Si vous me le permettez une digression un peu personnelle, je vous dirai comment s’est forgée ma conviction sur la nécessité de cette opération. Monsieur le ministre des affaires étrangères, souvenez-vous, nous en avons discuté ensemble dans votre bureau.
C’était au mois d’août dernier et j’étais sans doute un des tout premiers parlementaires à me déplacer, après vous, en Irak. Daech venait de conquérir une très grande partie de la plaine de Ninive qui est, je vous le rappelle, l’un des grands berceaux de la civilisation, mais aussi Mossoul, Karacoch, grande ville chrétienne. À Erbil, au Kurdistan irakien, j’ai vu s’entasser par milliers des enfants, des vieillards, des femmes et des hommes, dans des églises, dans des appartements encore en construction, sur le moindre terrain vague.

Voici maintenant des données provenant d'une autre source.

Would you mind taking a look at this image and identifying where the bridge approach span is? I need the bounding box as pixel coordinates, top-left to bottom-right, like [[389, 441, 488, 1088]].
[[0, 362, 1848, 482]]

Je les ai entendus et je les ai vus, la peur au ventre, l’effroi marquant leurs regards, leurs visages. Bien sûr, les médias ont relayé ces images et ces témoignages, qui nous ont permis, intellectuellement au moins, d’appréhender l’étendue du désastre, mais lorsque vous êtes en présence d’hommes et de femmes, en chair et en os, qui racontent ce qui vient de leur arriver, le ressenti est absolument différent. Grâce à ces personnes, j’ai compris que nous étions en présence d’une radicalité absolue, que j’ai qualifiée, après d’autres, d’islamo-fascisme, une forme de totalitarisme caractérisée par la haine de l’autre.
Aussi, j’ai immédiatement eu la conviction qu’il fallait impérativement que mon pays, la France, terre de liberté qui a encore une ambition diplomatique internationale, puisse contribuer à l’éradication de Daech, non seulement au nom de nos intérêts vitaux et de notre qualité de membre du Conseil de sécurité des Nations unies, mais aussi pour toutes ces minorités, chrétiennes et yazidies.

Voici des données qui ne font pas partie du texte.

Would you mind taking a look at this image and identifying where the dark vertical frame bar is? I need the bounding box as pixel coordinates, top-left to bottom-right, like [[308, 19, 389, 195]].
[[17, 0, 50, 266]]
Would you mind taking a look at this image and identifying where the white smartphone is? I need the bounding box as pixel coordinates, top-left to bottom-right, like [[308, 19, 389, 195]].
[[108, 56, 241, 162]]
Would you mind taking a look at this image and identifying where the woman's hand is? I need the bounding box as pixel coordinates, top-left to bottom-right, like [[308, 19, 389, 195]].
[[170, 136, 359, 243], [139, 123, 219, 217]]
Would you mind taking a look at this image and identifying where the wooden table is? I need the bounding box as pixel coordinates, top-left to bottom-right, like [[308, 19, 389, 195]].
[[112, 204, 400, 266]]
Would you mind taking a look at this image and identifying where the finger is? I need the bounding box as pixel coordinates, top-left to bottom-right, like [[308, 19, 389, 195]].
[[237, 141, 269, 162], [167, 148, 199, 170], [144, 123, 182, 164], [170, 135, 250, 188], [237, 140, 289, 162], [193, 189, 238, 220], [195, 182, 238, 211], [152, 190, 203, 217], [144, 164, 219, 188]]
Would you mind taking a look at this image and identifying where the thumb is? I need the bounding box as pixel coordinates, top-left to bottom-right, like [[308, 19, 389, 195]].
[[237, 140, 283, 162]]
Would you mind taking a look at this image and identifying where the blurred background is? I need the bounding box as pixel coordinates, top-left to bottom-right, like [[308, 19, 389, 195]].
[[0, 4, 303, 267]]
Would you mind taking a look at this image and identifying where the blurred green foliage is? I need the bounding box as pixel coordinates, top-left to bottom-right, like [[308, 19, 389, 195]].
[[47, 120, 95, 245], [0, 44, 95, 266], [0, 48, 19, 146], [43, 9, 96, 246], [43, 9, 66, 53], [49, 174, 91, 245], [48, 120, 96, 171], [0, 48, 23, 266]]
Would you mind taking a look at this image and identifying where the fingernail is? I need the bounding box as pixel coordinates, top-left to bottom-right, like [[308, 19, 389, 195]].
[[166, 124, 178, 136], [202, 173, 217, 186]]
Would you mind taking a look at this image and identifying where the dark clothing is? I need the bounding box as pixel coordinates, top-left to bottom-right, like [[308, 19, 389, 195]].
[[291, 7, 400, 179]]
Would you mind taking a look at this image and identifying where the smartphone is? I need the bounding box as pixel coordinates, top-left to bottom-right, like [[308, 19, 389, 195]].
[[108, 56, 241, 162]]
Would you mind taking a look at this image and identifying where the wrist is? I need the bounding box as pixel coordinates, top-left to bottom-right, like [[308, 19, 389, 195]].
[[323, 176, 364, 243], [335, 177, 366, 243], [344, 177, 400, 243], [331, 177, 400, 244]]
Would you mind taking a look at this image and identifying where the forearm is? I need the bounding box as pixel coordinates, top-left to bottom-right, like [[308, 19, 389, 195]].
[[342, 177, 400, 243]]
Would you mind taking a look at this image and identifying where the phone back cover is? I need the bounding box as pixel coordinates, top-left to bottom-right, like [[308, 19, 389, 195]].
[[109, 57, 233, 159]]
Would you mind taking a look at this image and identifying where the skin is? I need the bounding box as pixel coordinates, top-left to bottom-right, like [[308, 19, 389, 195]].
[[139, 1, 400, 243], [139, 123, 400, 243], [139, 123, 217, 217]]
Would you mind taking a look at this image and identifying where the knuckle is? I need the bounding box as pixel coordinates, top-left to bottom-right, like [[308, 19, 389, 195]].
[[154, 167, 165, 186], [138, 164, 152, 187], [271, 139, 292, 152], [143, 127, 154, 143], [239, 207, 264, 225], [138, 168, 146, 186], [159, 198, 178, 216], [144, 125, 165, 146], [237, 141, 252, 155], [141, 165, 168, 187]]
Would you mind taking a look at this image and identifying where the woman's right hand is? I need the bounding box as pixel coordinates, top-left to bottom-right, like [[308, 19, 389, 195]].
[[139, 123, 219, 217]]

Mes chers collègues, nous devons agir au nom de nos valeurs, pas seulement les valeurs françaises ou occidentales, mais les valeurs de toute l’humanité, les valeurs universelles.
Cette certitude qu’à quelques heures de Paris se met en place une base terroriste d’une puissance inégalée, qui s’appuie sur un quasi-État, avec une armée et des moyens financiers considérables, m’amène à penser que la réponse au terrorisme ne peut être que globale.
L’engagement français en Irak est aussi le prolongement naturel du combat que nous menons sur notre sol. Aussi, bien sûr, le groupe UMP soutiendra et votera cette demande d’autorisation de la prolongation de l’engagement des forces françaises en Irak.
Néanmoins, ce soutien à la prolongation de l’intervention ne nous exonère pas collectivement de l’obligation d’en discuter les objectifs et d’en connaître les modalités.
Quels sont ces objectifs ? Les premières frappes américaines, puis françaises, ont d’abord eu pour but de stopper Daech, d’empêcher que l’État islamique ne s’empare de Bagdad et d’Erbil, ce qui aurait entériné de fait la disparition de l’Irak. Désormais, l’objectif est l’élimination, l’éradication de Daech, avec les problèmes qu’une telle entreprise peut poser.
Les buts sont clairs, mais est-ce que les moyens, les modalités sont proportionnés et nous permettront de les atteindre ?
Sur le plan militaire, la doctrine est la suivante : pas de présence au sol, recours aux frappes aériennes. Seulement, nous savons parfaitement, tout comme vous, monsieur le ministre des affaires étrangères, que nous n’obtiendrons pas l’élimination de Daech sans forces au sol. Je parle non pas de forces françaises ou américaines, ni même des forces issues de la grande coalition, mais des peshmergas, que nous devrons soutenir, et de l’armée irakienne. Il nous faudra aussi, à un moment ou à un autre, clarifier la situation à l’égard de la Syrie.
En parlant des modalités, ici, au Sénat, qui, voilà quelques mois, a refusé – et pour la première fois - de voter les crédits militaires, je ne peux que répéter nos interrogations et redire l’inquiétude que nous inspire le budget de la défense nationale, qui ne nous semble pas à la hauteur de ce que nous exigeons de nos soldats, les recettes n’étant pas garanties.